この中で大事なことは、西さんが上に書かれているように、アイヌ民族が先住民族であることを政府も国連も認定していることの他に、27ページからの次の記述が大事でしょう。

> 憲法の人権関係の規定の中では、第 13 条の 「個人の尊重 」が基本原理であり、我が国における法秩序の基礎をなす原則規範である。アイヌの人々にとって、自己が他の多くの日本人と異なる文化を持つアイヌという存在であるという意識(すなわちアイヌのアイデンティティ)を持って生きることを積極的に選択した場合、その選択は国や他者から不当に妨げられてはならない。さらに、アイヌというアイデンティティを持って生きることを可能にするような政策を行うことについても配慮が求められよう。

つまり、アイヌのアイデンティティを否定するような言説は慎むべしというのが政府の方針であり、国立大学としてはこの方針に反する言動をはたらく教員に何らかの制裁処分を下すことも妥当と思われます。

少し前には、中傷ツイートに「いいね」を押した杉田水脈氏が名誉棄損に問われる判決もありました。アイヌを否定するツイートの違法性に関しては判断が分かれるところでしょうが、この手の話題の扱いに関しては、気を付けるに越したことはありません。


星光

瀬尾さん

> アイヌのアイデンティティを否定するような言説は慎むべし

政府としての立場としてはそうだというだけで、個人がどのような意見を持ち、発信することも自由です。

そうでなければ、学問的な議論すらできなくなります。


瀬尾 雄三

星光さん

> 政府としての立場としてはそうだというだけで、個人がどのような意見を持ち、発信することも自由です。

個人がどのような意見を持つことも自由だが、発信することは自由ではないのですね。つまり、言論の自由も一定の制約を受けるというのが、この世界のルールです。

基本的には、個人の権利を不当に侵害する行為は、民法の「不法行為」とみなされて賠償責任が発生するほか、名誉棄損や侮辱に相当する行為は刑事罰が科せられることもあります。そして前者の「権利」には、「人格権」などがあり、アイヌを自認する人々の人格を侵害するような行為は許されていないわけですね。

政府や国連がアイヌ民族を認めているという事実は、この人格権が公に認められている、ということを意味しており、それなりの重さをもっているのですね。

もちろん、これらが絶対であるかといえばそうではなく、学問的な議論を妨げるものではありません。

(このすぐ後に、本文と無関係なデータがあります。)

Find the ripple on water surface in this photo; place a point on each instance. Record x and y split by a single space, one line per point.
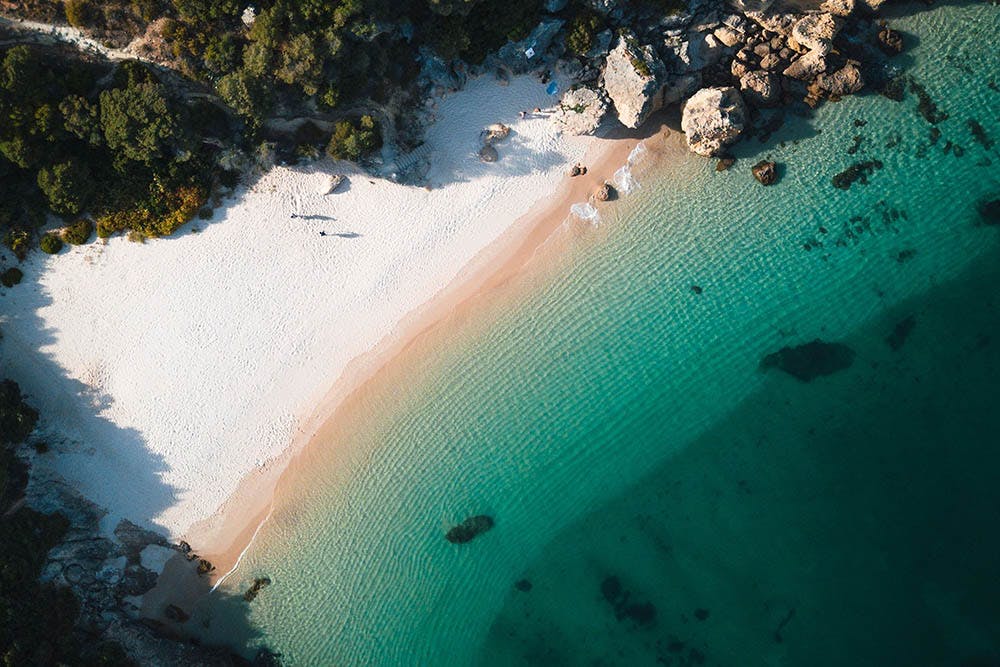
663 497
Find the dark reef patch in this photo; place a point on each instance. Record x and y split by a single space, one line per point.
858 171
469 529
901 332
811 360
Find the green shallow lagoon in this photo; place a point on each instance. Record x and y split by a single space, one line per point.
616 424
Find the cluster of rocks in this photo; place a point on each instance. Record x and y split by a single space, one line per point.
488 138
110 574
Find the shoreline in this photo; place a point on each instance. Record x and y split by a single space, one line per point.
223 538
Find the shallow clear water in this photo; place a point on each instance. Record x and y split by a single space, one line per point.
616 424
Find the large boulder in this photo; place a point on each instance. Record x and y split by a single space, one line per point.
712 119
761 89
808 67
815 32
845 81
580 111
633 78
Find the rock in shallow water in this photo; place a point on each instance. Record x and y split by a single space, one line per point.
712 119
765 172
811 360
470 528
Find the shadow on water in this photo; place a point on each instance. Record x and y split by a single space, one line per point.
849 520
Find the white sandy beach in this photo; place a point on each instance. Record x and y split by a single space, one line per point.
165 372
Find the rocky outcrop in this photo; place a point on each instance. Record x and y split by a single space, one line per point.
811 360
807 67
712 119
761 89
889 41
469 529
845 81
580 111
814 32
765 172
633 79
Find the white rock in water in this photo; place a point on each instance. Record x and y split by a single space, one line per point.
712 119
580 111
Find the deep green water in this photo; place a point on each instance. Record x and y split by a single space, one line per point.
617 424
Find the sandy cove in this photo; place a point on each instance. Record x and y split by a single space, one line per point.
488 277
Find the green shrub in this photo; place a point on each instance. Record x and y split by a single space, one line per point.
352 141
50 244
79 232
11 276
580 36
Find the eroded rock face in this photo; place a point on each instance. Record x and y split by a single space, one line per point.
815 32
580 111
808 67
761 89
845 81
633 77
712 119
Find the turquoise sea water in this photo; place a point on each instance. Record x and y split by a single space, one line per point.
667 501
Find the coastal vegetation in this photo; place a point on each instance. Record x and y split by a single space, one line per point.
36 620
121 148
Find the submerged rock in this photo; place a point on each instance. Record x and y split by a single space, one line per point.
901 332
765 172
989 211
811 360
890 41
858 171
255 589
712 119
469 529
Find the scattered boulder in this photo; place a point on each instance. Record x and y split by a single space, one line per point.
901 332
765 172
255 588
580 111
989 211
815 32
176 614
811 360
859 171
606 192
712 119
488 154
807 67
845 81
494 133
889 41
469 529
761 89
841 8
633 78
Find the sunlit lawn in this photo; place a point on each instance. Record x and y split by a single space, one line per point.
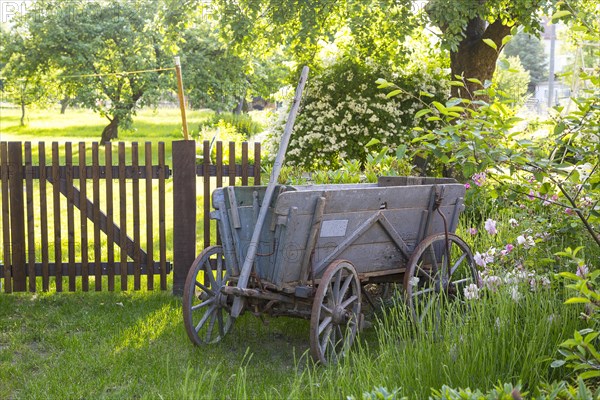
119 345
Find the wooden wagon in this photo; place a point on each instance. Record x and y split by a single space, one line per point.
318 247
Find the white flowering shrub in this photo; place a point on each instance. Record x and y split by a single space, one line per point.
343 109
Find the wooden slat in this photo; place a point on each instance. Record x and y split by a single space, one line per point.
110 240
70 215
5 218
219 171
136 215
206 184
96 208
44 217
257 163
123 213
185 208
17 216
30 218
244 163
85 283
149 220
91 268
57 210
62 172
162 228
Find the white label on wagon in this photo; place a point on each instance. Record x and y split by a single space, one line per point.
334 228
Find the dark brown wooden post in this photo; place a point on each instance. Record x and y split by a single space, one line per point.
184 211
17 215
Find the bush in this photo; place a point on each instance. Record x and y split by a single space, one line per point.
343 109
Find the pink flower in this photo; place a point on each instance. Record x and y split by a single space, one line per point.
490 226
582 271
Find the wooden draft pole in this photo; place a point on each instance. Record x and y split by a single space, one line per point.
181 97
238 303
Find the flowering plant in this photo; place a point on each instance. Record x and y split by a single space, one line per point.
342 110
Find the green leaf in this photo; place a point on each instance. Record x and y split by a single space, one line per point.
373 142
401 151
422 112
589 374
577 300
490 43
560 14
441 108
474 80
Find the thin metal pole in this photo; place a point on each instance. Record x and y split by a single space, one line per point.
181 97
238 303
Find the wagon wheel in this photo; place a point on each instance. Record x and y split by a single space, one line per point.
335 313
438 270
205 308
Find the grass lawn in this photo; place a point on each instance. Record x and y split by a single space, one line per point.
133 344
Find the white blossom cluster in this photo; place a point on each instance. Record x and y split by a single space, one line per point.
342 110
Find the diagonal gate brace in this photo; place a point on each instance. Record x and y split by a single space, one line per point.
378 217
103 222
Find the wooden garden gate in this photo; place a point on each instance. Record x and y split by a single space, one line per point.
89 217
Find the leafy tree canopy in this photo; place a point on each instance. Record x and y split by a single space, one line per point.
530 51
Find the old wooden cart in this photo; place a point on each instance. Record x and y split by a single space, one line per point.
318 248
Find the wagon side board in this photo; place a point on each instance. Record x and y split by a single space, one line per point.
375 228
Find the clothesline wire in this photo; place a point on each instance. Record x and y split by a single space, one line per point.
119 73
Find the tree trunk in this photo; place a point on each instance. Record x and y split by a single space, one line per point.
110 131
22 113
64 103
474 58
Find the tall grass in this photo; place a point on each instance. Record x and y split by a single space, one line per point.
494 339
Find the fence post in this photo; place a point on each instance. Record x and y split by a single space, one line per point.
17 215
184 211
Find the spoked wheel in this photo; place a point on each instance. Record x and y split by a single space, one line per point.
206 312
335 314
438 270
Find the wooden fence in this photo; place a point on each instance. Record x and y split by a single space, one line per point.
86 221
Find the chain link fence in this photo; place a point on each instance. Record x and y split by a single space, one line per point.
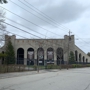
19 65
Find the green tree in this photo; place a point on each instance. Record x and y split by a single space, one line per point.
3 1
71 58
10 59
88 54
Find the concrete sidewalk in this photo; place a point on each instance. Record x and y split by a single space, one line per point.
18 74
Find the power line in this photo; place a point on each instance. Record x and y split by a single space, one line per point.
30 12
44 14
37 16
29 21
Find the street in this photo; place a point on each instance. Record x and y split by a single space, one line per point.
72 79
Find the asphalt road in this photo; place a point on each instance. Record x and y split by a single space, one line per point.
72 79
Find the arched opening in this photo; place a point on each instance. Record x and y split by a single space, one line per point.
80 57
83 59
2 58
30 56
20 56
50 54
76 56
40 56
59 56
86 60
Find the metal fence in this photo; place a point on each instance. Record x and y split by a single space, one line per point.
18 65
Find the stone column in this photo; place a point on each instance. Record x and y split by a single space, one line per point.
45 56
35 57
65 58
55 57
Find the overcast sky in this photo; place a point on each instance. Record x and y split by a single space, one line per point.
47 16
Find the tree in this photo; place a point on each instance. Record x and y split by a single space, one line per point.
3 1
10 59
71 58
88 54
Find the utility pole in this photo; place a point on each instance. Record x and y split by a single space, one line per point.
68 48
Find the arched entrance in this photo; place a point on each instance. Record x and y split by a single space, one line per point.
80 57
60 56
76 56
2 58
83 59
50 54
86 60
20 56
30 56
40 56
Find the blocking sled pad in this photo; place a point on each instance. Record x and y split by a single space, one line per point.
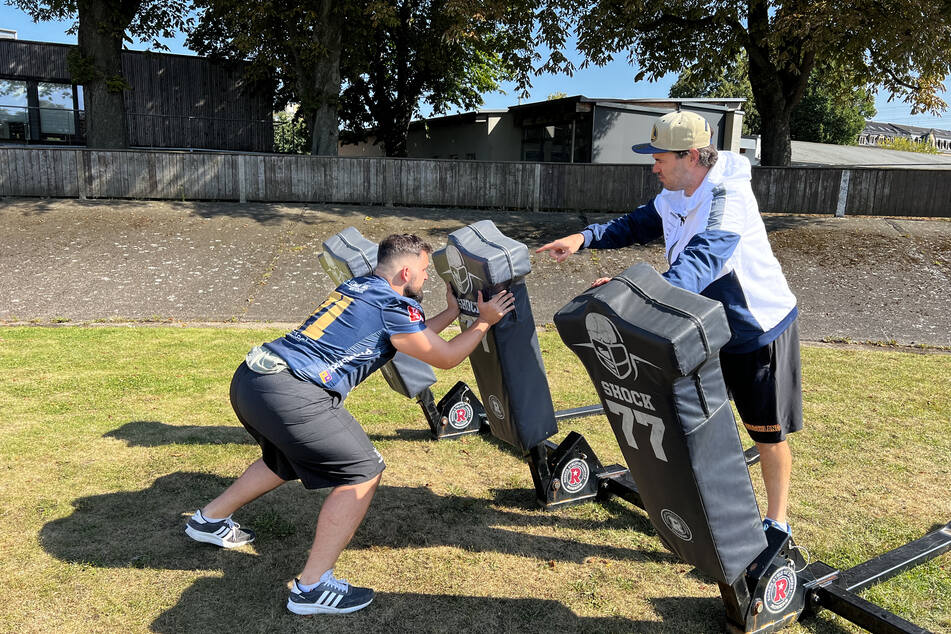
507 364
347 255
652 351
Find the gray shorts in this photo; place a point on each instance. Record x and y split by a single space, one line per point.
766 386
303 431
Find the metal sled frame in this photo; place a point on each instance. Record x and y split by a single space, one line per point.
821 586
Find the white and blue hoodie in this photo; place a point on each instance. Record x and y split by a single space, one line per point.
716 245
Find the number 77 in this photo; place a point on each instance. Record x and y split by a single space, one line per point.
629 416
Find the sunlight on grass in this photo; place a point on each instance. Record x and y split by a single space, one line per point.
113 434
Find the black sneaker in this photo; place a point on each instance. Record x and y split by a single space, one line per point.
226 533
334 596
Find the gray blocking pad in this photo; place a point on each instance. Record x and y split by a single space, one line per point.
652 351
507 364
347 255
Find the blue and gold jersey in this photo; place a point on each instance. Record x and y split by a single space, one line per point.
348 336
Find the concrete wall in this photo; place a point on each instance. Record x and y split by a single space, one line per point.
617 128
48 172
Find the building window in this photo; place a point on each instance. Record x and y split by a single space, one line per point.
41 112
57 111
547 143
14 111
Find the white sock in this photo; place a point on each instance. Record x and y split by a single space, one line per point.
202 519
307 587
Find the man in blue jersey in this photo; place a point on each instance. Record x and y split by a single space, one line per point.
716 246
288 395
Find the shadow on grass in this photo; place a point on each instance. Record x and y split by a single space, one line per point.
246 588
152 433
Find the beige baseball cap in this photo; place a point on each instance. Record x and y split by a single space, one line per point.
676 132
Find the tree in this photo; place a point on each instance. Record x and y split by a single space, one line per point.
823 117
394 55
297 45
103 26
828 113
416 51
731 80
902 46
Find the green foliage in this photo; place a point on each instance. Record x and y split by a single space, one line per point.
903 47
393 57
82 69
908 145
730 80
417 51
290 134
116 84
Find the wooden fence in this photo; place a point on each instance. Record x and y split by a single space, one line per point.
72 173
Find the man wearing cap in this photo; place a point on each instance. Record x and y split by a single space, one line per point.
716 246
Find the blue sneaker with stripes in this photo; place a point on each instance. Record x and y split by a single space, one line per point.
330 596
224 533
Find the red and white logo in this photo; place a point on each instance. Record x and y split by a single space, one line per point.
780 589
460 415
575 475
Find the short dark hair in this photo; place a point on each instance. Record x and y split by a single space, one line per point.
398 245
707 155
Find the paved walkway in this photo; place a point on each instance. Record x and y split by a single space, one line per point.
860 278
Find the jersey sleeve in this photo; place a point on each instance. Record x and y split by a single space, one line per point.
404 316
640 226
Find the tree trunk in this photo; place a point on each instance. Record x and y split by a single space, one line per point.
100 73
776 147
394 135
323 84
774 110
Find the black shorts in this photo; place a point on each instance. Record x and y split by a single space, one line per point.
303 432
766 386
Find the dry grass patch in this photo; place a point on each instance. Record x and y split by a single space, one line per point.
112 434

しかし学問というのは、なんでも思い付きを語ればよいというものではなく、過去に蓄積された知識の上に新たな知識を継ぎ足していく行為が要求されるわけです。こうしたことをするには、ツイッターなどよりもはるかに適したメディアがいくつもある。学問的に議論しようなどという人は、まずそこに気付かなくてはいけません。


星光

瀬尾さん

、 言論の自由の前提として、名誉毀損の類でなければ、ということは断るまでもなく当たり前の話です。 しかしながら、政府がどのように規定していようが、それと相容れない見解を個人が発表することがただちに侮辱にあたるわけではありません。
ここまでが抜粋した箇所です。